Wedged between Piazza Aulenti's skyscrapers, the rails of Garibaldi Garibaldi station and the tight alleys of Paolo Sarpi, there is the Monumental cemetery of Milan. "A city inside the city" dedicated to what is after life. The Monumentale, like every cemetery, welcomes the bodies and the memory of those who died, but the it has the wider ambition of being a mausoleum of the city of Milan, hosting inside it the remains of the great personalities of the city and the artistic forms. The creativity and beauty of the works in the cemetery reveals the different approaches to death, the level of the human race, and make the Monumentale one of the most beautiful cemeteries in the world.
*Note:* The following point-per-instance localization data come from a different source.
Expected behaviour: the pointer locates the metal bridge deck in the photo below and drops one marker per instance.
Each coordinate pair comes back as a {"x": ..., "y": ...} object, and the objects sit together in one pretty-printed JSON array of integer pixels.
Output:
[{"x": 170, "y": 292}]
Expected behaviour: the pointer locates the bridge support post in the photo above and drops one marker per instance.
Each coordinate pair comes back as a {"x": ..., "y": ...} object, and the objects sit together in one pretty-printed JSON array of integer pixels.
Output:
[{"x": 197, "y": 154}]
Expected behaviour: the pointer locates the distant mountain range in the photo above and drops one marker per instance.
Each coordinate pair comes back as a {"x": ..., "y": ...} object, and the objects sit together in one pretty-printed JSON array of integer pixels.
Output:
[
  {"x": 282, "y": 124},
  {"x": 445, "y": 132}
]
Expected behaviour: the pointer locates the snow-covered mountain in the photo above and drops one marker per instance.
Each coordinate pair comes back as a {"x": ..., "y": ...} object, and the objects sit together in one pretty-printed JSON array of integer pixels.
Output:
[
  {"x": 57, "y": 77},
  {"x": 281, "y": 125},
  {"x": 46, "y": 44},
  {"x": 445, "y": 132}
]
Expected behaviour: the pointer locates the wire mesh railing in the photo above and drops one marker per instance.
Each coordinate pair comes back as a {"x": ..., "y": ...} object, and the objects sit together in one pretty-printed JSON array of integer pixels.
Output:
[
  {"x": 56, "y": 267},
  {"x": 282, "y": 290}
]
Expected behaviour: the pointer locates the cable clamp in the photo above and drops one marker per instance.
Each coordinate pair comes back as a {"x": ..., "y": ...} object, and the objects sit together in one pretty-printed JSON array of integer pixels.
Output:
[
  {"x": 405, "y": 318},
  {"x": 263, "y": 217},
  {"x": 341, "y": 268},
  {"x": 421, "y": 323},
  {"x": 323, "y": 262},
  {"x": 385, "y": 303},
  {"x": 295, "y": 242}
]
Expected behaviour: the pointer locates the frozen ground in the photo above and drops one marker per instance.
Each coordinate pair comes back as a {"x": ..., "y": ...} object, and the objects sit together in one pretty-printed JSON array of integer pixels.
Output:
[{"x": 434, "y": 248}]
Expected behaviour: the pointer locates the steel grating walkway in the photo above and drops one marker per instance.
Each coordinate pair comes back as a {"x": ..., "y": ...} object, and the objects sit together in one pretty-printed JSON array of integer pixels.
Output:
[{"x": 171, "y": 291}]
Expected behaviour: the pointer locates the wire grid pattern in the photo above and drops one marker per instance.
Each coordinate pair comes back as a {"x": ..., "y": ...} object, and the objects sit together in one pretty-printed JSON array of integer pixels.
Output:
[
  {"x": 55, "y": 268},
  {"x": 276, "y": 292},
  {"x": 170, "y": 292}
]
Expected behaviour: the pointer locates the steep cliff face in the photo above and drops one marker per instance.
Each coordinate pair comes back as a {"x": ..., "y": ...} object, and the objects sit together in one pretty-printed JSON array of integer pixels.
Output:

The idea of creating a large and unique cemetery in the city of Milan came after the 1804 Saint Cloud edict, issued by Napoleon, which forbid wild burials in the cities. Napoleon’s edict actually gave life to the first legal cemeteries, prescribing that the burial places were sunny and breezy, and they had to be identical. The Monumentale construction began in 1863, with a project by the Lombard architect Carlo Maciachini who chose an area at the time outside the city walls. The initial plan consisted of 180 thousands mq, over the course of the years the cemetery got bigger, arriving to the current dimensions of 250 thousands mq, home of more than 75k souls, between the catholica area, the israelite part and a little non-catholic section.
Maciacchini opted for an eclectic style that blends byzantine, gothic and romantic references, in a heavy and austere mix that, surprisingly, works perfectly as the frame of the different – in taste and style –chapels. The main building of the cemetery is the Famedio – deriving from the latin famae aedes, “temple of the fame” – dedicated to the most distinguished personalities of Milan.
Alessandro Manzoni, Giorgio Gaber, Alda Merini, Carlo Cattaneo and Enzo Jannacci all rest in the Famedio and its crypt underneath. A name that doesn’t appear is the one of Giuseppe Verdi, who was able to elude Napoleon’s edict, and managed to get buried in the resting house designed by him (always in Milan, in Piazza Buonarroti 29).
From the Famedio the central boulevard divides the cemetery in two symmetrical parts, interspised by the charnel house and the necropolis, and concludes in front of the crematorium, the first ever built in Europe. The trees and the walls absorb the noise of the cars, the fountains and the rustle of the branches are the soundtrack of the long walks though the graves and the chapels (or the kiosks, as they are also called). Going through the tidy boulevards of the graveyard, you leaf through the golden book of Italian capitalism, from Pirelli to Campari and Falck, from Rizzoli publishers to Manusardi bankers, along with Treccani, Visconti and Branca.
The chaples – that trace back to the ‘900 cultural status symbol – were designed by well-known architects like Gio Ponti and Marcello Piacentini. The burial architectonic imagination is a triumph of creativity and symbolism: it goes from the Egypt pyramids to the tower of Antonio Bernocchi, built by Giannino Castiglioni, to the sculptural kiosk of the Bocconi family. The artworks that develop in height symbolize the ascending of the soul, while the putti and the angels cry the buried bodies.
The Monumentale hides in its maze of graves, putti and crosses, secret gems: an Arnaldo Pomodoro designed sphere, one of Lucio Fontana’s rare sculptures and a bronze one by Enrico Butti. The most interesting work of art is the bronze Last Supper created by Giannino Castiglioni scaled 1:1 for the burial of the Campari family, which the Milanese people have ironically defined “the last aperitif”. This analogic photographic series explores the atmosphere of Cimitero Monumentale, investigating the creativity and the atmosphere of the peaceful waiting.